Lanaulie was not so pretty a place as Khandalah, but it was very lovely. There were a few Europeans in Lanaulie, but we lived some distance from any one. My nearest European neighbour and my only European friend was my physician—a charming man.
We had been in Lanaulie only a few days when my landlord came from Bombay to see me. He was a high-caste Hindoo gentleman, and will always remain my beau ideal of a landlord. I thought that he had come for his rent when the boy brought me his card, but he had not. He had come to ask if we were comfortable, and to bring up a car-load of things that would, he thought, make the bungalow more home-like to Europeans. Wasn’t that nice of him? I believe that the place we had rented was his chief pride. We were only able to get it, because the death of a prominent member of his family having occurred in Bombay, Hindoo etiquette obliged the entire family to remain in Bombay through a long period of mourning. My landlord was a most interesting man and a large-minded one. His wife, whom I never met, was a strict observer of caste. She felt rather badly that Europeans were in their country house. Her dining-room was not in the house; but, in the Hindoo fashion, in an outer house. This room was locked from us by the mistress’s order, and in this dining-room were stored her Lares and Penates, namely, their cooking utensils and their chattees and their silk robes. Rigid high-caste Hindoos put on a silk garment before they eat. My landlord was far less conservative than his wife. He often had afternoon tea with us, and was kindly ready to explain to me any of their puzzling customs.
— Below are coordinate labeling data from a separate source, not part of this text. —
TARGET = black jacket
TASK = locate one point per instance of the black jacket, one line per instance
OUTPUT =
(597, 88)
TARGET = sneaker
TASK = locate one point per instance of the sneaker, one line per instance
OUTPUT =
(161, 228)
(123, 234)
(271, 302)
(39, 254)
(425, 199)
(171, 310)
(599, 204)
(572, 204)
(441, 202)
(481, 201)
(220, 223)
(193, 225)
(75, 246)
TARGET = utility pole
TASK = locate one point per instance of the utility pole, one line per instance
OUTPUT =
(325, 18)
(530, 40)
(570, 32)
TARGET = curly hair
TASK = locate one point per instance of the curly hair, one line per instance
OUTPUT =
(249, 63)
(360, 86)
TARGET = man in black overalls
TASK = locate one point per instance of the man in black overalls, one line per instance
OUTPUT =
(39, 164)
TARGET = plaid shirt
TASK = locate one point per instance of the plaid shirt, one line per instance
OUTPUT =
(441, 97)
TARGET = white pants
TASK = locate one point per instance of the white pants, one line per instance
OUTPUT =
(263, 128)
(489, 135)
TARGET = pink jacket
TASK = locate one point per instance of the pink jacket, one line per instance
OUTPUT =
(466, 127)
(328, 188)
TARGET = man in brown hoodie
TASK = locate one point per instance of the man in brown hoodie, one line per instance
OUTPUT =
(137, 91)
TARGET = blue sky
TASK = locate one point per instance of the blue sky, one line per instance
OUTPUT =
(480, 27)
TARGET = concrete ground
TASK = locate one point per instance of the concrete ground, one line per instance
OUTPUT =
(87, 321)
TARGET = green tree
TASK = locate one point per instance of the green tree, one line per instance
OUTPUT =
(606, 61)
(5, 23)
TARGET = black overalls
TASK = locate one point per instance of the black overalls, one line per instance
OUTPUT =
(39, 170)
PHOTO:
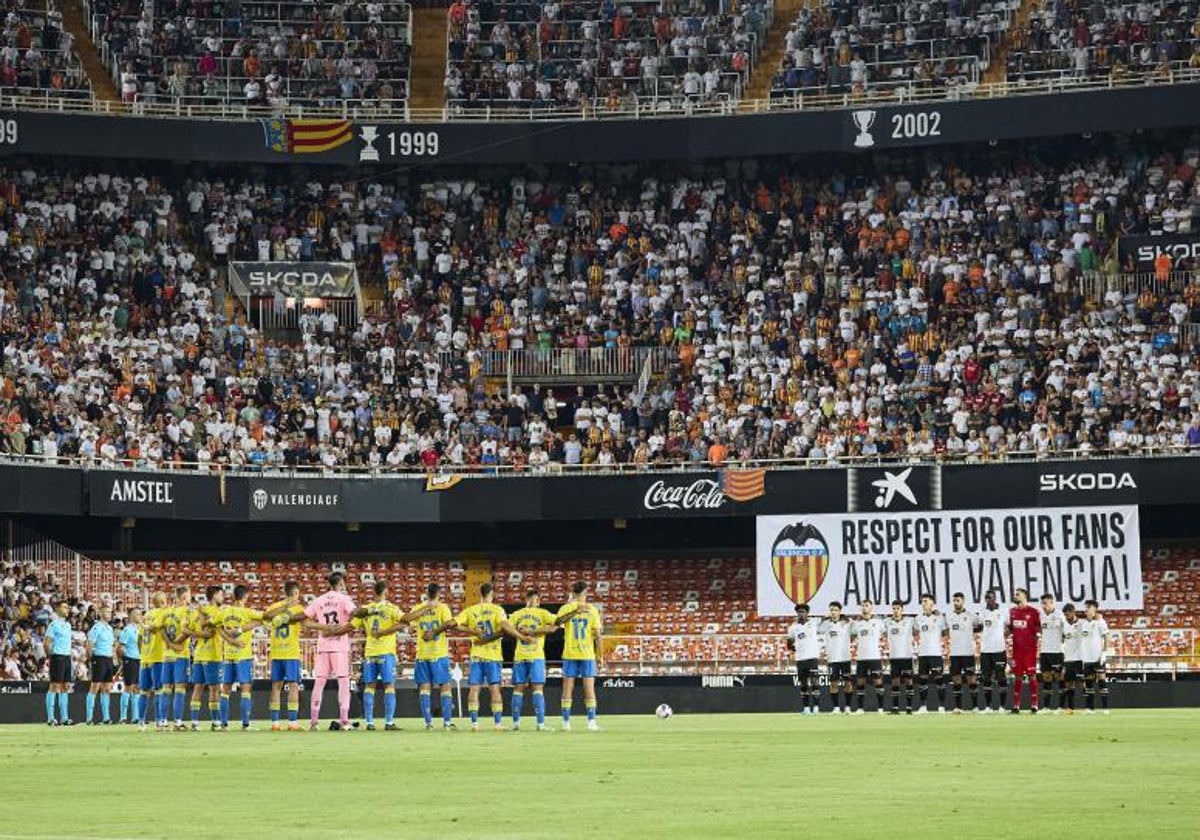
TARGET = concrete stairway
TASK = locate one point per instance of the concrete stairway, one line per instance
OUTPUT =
(772, 53)
(76, 23)
(427, 82)
(997, 69)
No strict Brahmin eats meat. I know a prominent Hindoo gentleman who used, with his son, to steal into the Lanaulie Hotel or even to the Dâk Bungalow, and in a private room have a hearty meal of meat. Father and son did it slyly, not because of public opinion, which they valued at about its real worth, but to save the feelings of the Hindoo wife and mother, who would have been in despair had she known that they ever ate meat.
I often shut my eyes and dream that I am back on my verandah at Lanaulie. I see the bhistie and his bullock come through the flowers to beg. The bhistie wants pice and the pretty bullock wants bread and fruit. They get both. The bhistie salaams—the bullock rubs his nose against my shoulder, and they go slowly, patiently back to their never-ending work. I see the sun set behind the splendid hills, I smell the world of roses that stretches about my door. A thousand fire-flies glitter in the grass. The big stars come out, the jackals call in the jungle, and now and then they scurry across our garden. I am holding a baby in my arms—a little baby that was born in Lanaulie.